A reviewing court may find that the plain language of the Parties’ 2015 Mediation Agreement relieves Norwood of further IDEA obligation to Calvin. On the other hand, it may find that, under the Mediation Agreement, Calvin retains procedural and/or substantive IDEA rights until he earns a diploma or turns 22. As Calvin is currently attending a school chosen by his parent, and neither party has raised the spectre of a student without an educational placement, there is little risk of prejudice to him in taking time to seek the court’s assistance in resolving the Parties’ disagreement before undertaking a potentially lengthy and expensive due process hearing. If this is found to be the wrong approach the hearing process is merely delayed; if right, the court will fully resolve the contested issues. On the other hand, were we to proceed to hearing and a later court review find that the BSEA lacked jurisdiction to consider or act in relation to the Mediation Agreement, the entire hearing process would have been for naught.
Considering the plain language of the governing statute: 20 U.S.C.§1415(e)(2)(F), the precedential line of analysis and application of that statute by the BSEA, and the equities recited above, I find that the BSEA may not and should not assert jurisdiction of this dispute. As the current dispute cannot be resolved without resort to the Parties’ 2015 Mediation Agreement the Parties must seek review in court before filing for a hearing at the BSEA. As the BSEA lacks jurisdiction of the subject matter of the Parent’s Hearing Request, the School’s Motion to Dismiss for failure to state a claim upon which relief can be granted is proper.
The School’s Motion to Dismiss is GRANTED without prejudice.
By the Hearing Officer
Dated: April 11, 2018
1 “Calvin” is a pseudonym selected by the Hearing Officer used to protect the privacy of the Student in documents available to the public.

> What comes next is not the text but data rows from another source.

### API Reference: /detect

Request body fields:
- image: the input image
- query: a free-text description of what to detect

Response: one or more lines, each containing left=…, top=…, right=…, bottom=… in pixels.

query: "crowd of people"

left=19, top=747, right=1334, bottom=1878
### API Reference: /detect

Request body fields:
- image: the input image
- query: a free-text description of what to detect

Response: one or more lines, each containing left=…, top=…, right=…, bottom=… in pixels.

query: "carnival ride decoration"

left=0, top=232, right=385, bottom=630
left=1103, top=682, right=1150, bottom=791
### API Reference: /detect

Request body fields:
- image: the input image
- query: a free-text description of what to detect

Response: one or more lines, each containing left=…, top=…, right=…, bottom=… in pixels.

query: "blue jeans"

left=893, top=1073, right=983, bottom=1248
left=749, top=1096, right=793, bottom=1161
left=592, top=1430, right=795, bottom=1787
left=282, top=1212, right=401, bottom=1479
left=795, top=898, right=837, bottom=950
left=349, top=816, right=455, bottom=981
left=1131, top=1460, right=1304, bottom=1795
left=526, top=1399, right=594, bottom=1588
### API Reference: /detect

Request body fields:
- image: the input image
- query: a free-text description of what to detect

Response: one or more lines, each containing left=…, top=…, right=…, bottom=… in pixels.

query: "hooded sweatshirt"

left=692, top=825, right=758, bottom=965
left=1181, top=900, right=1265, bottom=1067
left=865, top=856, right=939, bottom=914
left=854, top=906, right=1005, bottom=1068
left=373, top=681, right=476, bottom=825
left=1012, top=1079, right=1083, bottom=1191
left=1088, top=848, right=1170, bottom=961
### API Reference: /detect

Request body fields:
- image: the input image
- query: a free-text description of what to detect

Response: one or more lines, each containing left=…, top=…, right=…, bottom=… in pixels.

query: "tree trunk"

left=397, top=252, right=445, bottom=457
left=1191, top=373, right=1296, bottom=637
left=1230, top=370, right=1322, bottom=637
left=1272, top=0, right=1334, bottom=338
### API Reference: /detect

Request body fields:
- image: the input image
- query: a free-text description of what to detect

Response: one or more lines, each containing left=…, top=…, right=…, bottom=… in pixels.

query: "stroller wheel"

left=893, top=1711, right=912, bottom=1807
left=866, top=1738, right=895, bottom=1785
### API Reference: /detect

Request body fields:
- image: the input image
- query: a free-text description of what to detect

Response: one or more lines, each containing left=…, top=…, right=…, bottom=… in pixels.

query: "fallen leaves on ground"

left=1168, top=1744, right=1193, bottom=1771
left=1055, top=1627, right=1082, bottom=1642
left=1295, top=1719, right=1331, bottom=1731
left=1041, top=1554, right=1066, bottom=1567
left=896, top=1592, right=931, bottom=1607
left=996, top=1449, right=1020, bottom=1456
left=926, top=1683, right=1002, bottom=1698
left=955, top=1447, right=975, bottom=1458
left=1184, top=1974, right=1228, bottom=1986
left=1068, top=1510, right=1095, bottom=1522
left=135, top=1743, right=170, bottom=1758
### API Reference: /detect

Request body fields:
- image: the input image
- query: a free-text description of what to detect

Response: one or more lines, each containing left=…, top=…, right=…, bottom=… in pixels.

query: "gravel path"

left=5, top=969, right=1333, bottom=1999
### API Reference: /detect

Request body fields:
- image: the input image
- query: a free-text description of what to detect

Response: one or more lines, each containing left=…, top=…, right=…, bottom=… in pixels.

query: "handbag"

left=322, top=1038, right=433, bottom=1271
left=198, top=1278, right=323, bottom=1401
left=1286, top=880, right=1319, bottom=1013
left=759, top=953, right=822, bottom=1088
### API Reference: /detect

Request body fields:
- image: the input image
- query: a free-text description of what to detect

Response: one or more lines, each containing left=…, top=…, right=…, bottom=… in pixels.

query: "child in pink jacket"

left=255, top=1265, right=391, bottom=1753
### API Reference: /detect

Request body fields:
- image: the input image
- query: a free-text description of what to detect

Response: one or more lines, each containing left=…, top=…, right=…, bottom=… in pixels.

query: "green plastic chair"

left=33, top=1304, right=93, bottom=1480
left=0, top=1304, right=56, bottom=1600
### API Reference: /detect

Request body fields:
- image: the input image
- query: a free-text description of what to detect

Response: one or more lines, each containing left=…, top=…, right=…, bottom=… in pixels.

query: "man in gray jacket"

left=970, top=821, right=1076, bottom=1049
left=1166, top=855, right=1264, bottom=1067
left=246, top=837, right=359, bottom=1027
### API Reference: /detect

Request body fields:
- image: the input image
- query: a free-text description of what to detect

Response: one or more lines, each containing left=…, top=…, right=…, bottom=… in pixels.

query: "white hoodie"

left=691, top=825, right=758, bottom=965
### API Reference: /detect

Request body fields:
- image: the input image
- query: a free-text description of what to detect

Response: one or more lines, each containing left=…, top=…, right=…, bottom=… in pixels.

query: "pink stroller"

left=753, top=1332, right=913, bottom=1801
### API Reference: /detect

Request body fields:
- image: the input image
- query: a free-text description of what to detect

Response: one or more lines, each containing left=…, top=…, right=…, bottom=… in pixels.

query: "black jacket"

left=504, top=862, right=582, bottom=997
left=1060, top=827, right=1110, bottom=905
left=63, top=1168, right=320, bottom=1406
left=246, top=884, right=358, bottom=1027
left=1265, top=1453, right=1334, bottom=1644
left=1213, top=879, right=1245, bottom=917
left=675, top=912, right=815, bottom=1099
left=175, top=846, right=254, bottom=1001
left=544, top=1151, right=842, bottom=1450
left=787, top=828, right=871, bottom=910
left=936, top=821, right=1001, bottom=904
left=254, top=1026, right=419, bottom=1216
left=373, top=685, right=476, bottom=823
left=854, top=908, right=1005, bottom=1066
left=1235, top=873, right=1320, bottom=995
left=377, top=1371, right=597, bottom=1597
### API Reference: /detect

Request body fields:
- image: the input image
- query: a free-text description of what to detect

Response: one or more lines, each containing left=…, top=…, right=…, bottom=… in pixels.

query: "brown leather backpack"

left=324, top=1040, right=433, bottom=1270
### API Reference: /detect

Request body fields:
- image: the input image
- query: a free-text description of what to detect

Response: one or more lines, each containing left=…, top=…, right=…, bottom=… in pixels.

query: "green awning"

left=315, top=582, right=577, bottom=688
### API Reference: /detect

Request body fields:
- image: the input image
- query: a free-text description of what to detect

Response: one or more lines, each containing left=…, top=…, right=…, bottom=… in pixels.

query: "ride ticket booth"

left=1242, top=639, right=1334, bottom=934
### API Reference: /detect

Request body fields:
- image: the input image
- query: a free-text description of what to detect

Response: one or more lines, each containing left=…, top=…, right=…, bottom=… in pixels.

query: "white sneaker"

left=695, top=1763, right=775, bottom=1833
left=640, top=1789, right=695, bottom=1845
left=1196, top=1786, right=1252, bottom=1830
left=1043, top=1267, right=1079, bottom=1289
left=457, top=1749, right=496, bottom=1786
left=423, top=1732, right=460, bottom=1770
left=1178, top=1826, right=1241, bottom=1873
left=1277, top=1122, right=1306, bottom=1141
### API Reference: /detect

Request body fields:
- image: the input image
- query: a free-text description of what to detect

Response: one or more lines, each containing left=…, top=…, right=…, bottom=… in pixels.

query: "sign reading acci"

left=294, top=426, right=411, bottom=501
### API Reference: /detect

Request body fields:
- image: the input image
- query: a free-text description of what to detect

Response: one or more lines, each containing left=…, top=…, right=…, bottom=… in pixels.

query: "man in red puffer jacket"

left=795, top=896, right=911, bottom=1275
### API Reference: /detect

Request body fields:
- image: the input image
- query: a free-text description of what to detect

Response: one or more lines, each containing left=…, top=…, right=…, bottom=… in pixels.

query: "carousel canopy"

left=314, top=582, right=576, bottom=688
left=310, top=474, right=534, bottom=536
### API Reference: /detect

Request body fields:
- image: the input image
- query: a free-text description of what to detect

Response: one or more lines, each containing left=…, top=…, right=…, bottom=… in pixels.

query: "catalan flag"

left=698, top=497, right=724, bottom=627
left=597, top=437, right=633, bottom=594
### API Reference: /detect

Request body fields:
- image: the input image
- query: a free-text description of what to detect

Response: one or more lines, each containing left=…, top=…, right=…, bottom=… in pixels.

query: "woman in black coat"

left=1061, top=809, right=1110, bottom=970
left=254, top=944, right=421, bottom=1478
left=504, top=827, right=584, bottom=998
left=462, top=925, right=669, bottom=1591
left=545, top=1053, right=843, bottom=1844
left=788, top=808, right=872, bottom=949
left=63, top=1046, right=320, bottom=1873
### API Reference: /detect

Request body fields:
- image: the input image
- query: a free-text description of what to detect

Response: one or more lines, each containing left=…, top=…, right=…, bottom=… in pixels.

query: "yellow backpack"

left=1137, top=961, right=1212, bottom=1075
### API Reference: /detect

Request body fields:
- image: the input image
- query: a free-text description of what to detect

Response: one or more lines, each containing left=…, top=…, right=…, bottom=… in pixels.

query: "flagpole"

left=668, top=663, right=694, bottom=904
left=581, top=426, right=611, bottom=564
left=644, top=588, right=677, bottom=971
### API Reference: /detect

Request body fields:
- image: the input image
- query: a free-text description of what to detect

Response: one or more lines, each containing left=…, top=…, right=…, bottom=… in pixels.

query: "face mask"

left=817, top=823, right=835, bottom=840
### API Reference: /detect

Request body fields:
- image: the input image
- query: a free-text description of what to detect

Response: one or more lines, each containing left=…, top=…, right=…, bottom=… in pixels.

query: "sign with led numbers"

2 20 U.S.C.§1415(f)(1)(B)(iii)states:
Written settlement agreement. In the case that a resolution is reached to resolve the complaint at a meeting described in clause (i), the parties shall execute a legally binding agreement that is–
(I) signed by both the parent and a representative of the agency who has the authority to bind such agency; and
(II) enforceable in any State court of competent jurisdiction or in a district court of the United States.
See also: 34 CFR 300.510 (d)(2)
3 While the IDEA permits states to create an alternate mechanism for addressing disputes arising out of mediation and resolution agreements Massachusetts has not done so. 34 CFR 300.537.
4 For a review of BSEA Decisions explaining the BSEA’s lack of jurisdiction over settlement agreements reached outside the IDEA’s mediation and resolution processes see: Wellesley Public Schools, 23 MSER 191 (2017).